Le Laocoon ferait le pendant, le revers aux photographies de Nan Godin. Dans cette sculpture la seconde après le paroxysme est figurée, le retour à la masse informe est amorcé, la descente vers les abysses s’entame. Laocoon ne peut pas gagner, il le sait et déploie une énergie qui ressemble à celle de l’automne, à celle de Proserpine qui entame son retour chez Pluton, ce chemin retour tracé, comme une débâcle, du précieux vers le brut.

Un doigt de pied trop écarté ne touche plus terre

Il est attaché à un corps qui se débat

Le genou exclame une torsion générale

Vers lui les lignes se cassent et les muscles se tendent

Les mèches de barbe sont autant de larmes qui coulent

Les sourcils en arrêtes montagneuses cherchent désespérément leur cime

Le sinueux prend le dessus

La force s’incline

Le ciel est imploré, la terre un calvaire

Oui, il bombe le torse et creuse les reins

Bascule la tête

Le désespoir comme de vains muscles

C’est le corps qui prend l’âme

Qui s’entortille avant de sombrer

On érige ton sort qu’on ne veut perdre pour mémoire, pour pédagogie

Tu es l’idée de défiance aux traits de douleur

C’est à toi que l’on parle

Toi qui ne peux te plaindre qu’au visiteur

Tes mains se crispent

Tu vas choir

Tes courbes parlent à mon calme

Tes liens à mes amitiés

En l’atelier de Proserpine, on ne traite pas qu’avec l’humain comme matière.

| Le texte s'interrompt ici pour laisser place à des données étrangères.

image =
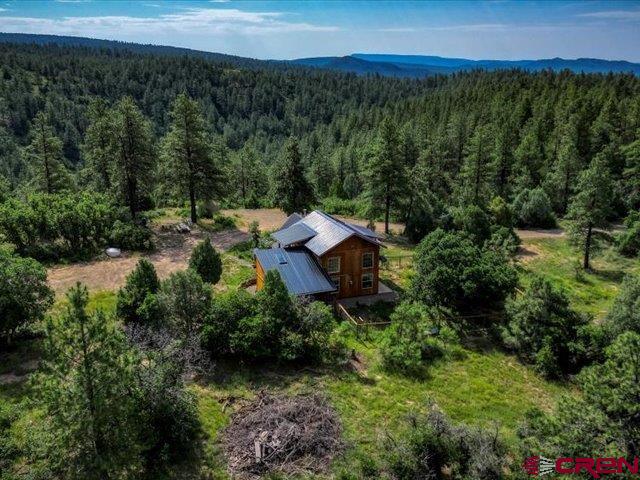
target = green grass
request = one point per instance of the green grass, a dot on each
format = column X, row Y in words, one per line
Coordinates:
column 480, row 388
column 590, row 292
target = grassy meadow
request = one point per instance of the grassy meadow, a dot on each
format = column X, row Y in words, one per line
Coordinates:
column 481, row 385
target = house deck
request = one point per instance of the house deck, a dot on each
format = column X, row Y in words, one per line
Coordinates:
column 385, row 294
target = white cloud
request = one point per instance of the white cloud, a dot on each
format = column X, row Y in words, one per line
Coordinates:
column 210, row 21
column 613, row 14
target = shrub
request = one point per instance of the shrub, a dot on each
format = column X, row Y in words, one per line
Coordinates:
column 474, row 222
column 185, row 301
column 411, row 340
column 624, row 314
column 629, row 240
column 136, row 298
column 271, row 324
column 24, row 294
column 533, row 209
column 453, row 272
column 432, row 444
column 130, row 236
column 544, row 331
column 207, row 209
column 503, row 240
column 501, row 212
column 206, row 262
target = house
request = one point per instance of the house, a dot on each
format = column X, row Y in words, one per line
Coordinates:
column 322, row 256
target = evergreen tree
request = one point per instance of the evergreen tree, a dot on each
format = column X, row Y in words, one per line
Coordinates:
column 385, row 174
column 631, row 175
column 131, row 145
column 590, row 206
column 206, row 262
column 476, row 173
column 96, row 145
column 85, row 391
column 561, row 180
column 251, row 177
column 44, row 155
column 291, row 190
column 187, row 154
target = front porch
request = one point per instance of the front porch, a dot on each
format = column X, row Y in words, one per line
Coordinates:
column 385, row 294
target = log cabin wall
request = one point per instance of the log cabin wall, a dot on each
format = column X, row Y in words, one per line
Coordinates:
column 259, row 276
column 351, row 272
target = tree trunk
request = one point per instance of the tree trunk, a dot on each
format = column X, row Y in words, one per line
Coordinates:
column 192, row 201
column 587, row 247
column 387, row 208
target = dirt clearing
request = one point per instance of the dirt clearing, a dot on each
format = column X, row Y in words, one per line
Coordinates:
column 172, row 254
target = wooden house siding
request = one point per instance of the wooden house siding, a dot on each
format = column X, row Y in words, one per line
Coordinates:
column 350, row 253
column 259, row 276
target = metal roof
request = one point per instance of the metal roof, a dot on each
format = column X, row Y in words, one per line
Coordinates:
column 296, row 233
column 330, row 232
column 298, row 269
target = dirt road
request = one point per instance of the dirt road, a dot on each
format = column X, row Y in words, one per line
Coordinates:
column 172, row 254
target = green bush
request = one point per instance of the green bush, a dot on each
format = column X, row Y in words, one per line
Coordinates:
column 206, row 262
column 431, row 445
column 270, row 324
column 474, row 222
column 185, row 301
column 543, row 329
column 624, row 314
column 57, row 225
column 411, row 341
column 629, row 240
column 133, row 304
column 130, row 236
column 455, row 273
column 25, row 296
column 533, row 209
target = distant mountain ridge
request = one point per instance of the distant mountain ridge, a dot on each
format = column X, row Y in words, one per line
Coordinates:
column 424, row 65
column 410, row 66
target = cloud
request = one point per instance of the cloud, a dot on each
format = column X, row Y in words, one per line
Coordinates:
column 209, row 21
column 613, row 15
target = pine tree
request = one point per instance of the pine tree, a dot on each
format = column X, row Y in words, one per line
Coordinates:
column 85, row 390
column 561, row 180
column 385, row 174
column 187, row 153
column 251, row 177
column 590, row 206
column 476, row 173
column 44, row 155
column 96, row 145
column 291, row 190
column 131, row 145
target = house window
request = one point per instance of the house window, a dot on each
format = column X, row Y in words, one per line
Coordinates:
column 333, row 265
column 367, row 260
column 367, row 280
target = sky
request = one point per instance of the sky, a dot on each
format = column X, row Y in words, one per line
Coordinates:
column 491, row 29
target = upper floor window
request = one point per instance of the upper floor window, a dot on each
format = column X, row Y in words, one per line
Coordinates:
column 333, row 265
column 367, row 260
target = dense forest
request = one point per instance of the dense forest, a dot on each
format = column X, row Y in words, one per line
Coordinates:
column 96, row 142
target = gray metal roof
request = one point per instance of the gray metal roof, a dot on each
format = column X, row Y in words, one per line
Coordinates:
column 296, row 233
column 330, row 232
column 298, row 269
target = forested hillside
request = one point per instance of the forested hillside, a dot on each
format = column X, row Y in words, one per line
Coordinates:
column 500, row 187
column 501, row 131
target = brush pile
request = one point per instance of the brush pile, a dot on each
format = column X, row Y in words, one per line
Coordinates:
column 287, row 434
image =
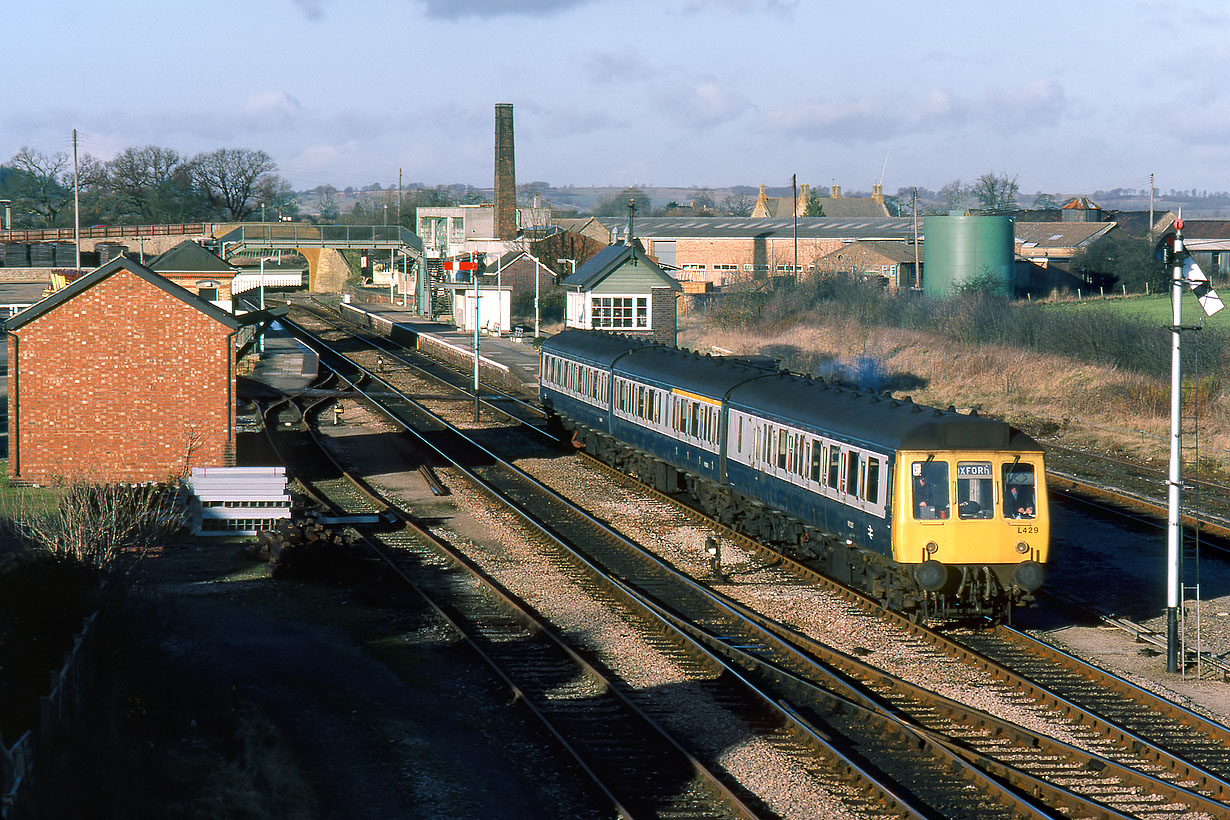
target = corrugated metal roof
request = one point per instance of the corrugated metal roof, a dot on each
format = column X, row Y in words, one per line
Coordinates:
column 190, row 257
column 888, row 228
column 1053, row 235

Il y a aussi le vent et la glaise. Sous les mains de Nathalie Jover, la terre soumise à un tel protocole se déchausse d’une condition amorphe. Elle se révèle en une danse avec la pesanteur, fluide et délicate, avant de retoucher le sol. La glaise, l’artiste lui donne son possible pour lui conférer un territoire. Elle l’écoute avant de la laisser repartir en son logis, c’est-à-dire avant que l’onde ne s’éteigne en masse.

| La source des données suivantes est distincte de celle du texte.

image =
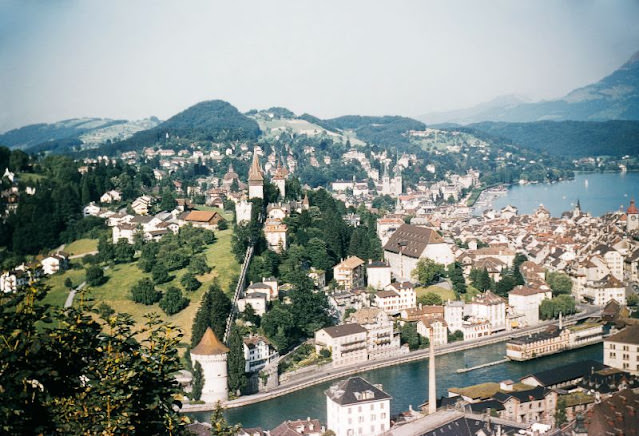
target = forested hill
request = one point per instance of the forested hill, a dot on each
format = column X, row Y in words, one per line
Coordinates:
column 388, row 131
column 213, row 120
column 571, row 139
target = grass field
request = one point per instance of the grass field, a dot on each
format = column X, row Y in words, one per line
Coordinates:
column 445, row 294
column 81, row 246
column 120, row 279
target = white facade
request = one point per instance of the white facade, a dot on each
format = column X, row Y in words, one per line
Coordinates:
column 354, row 407
column 526, row 301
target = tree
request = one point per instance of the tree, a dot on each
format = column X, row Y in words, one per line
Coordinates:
column 144, row 292
column 173, row 301
column 131, row 383
column 560, row 283
column 236, row 364
column 160, row 273
column 213, row 312
column 428, row 271
column 189, row 282
column 95, row 276
column 430, row 299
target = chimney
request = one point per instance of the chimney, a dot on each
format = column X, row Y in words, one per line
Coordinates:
column 432, row 388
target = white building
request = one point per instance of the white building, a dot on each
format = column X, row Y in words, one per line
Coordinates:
column 621, row 350
column 526, row 300
column 490, row 307
column 410, row 243
column 211, row 354
column 355, row 407
column 258, row 352
column 378, row 274
column 347, row 343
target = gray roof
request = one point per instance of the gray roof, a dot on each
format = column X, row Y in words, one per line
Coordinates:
column 355, row 390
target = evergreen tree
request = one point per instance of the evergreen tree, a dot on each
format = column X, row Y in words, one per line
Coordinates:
column 236, row 364
column 213, row 312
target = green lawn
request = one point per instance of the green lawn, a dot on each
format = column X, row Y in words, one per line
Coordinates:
column 115, row 292
column 81, row 246
column 445, row 294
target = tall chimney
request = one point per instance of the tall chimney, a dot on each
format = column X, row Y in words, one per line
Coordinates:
column 432, row 391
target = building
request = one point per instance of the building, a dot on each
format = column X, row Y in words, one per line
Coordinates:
column 381, row 340
column 275, row 234
column 256, row 178
column 526, row 300
column 258, row 352
column 349, row 273
column 621, row 350
column 347, row 343
column 378, row 274
column 211, row 354
column 354, row 407
column 410, row 243
column 396, row 297
column 490, row 307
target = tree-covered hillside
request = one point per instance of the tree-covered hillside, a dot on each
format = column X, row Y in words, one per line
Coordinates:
column 572, row 139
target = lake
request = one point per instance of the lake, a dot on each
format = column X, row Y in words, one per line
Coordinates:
column 597, row 193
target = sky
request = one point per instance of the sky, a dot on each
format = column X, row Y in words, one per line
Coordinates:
column 62, row 59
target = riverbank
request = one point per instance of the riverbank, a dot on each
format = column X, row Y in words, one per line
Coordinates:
column 327, row 374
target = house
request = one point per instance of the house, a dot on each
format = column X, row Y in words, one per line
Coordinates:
column 356, row 407
column 621, row 350
column 54, row 263
column 395, row 297
column 204, row 218
column 258, row 352
column 526, row 300
column 410, row 243
column 349, row 273
column 381, row 339
column 347, row 343
column 378, row 274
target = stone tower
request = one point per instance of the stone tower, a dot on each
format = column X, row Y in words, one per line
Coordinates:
column 256, row 179
column 211, row 354
column 632, row 217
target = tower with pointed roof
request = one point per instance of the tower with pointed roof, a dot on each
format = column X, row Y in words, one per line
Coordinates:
column 211, row 355
column 632, row 217
column 256, row 178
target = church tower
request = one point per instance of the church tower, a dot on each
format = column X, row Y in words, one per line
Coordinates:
column 632, row 217
column 256, row 178
column 211, row 354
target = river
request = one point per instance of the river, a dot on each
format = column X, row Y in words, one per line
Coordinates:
column 407, row 384
column 597, row 193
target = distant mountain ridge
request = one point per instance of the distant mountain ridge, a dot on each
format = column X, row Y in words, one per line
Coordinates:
column 615, row 97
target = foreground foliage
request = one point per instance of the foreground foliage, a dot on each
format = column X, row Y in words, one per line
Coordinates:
column 70, row 371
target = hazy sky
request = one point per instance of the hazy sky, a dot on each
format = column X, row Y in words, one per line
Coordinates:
column 132, row 59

Quant à Géraldine Trubert, c’est au vent qu’elle se voue. Elle lui confère nuance et grammaire. Ainsi il se défait de son invisibilité, sort de son existence potentielle typée par le chaos. C’est un peu une radiographie-mobile pour effets atmosphériques que Géraldine Trubert tient en son fusain. Avant elle il y avait l’invisible, après elle toujours l’invisible. Au centre, et donc à l’œuvre, un épanchement visible et visuel. Un dépassement de la matière par l’artiste même.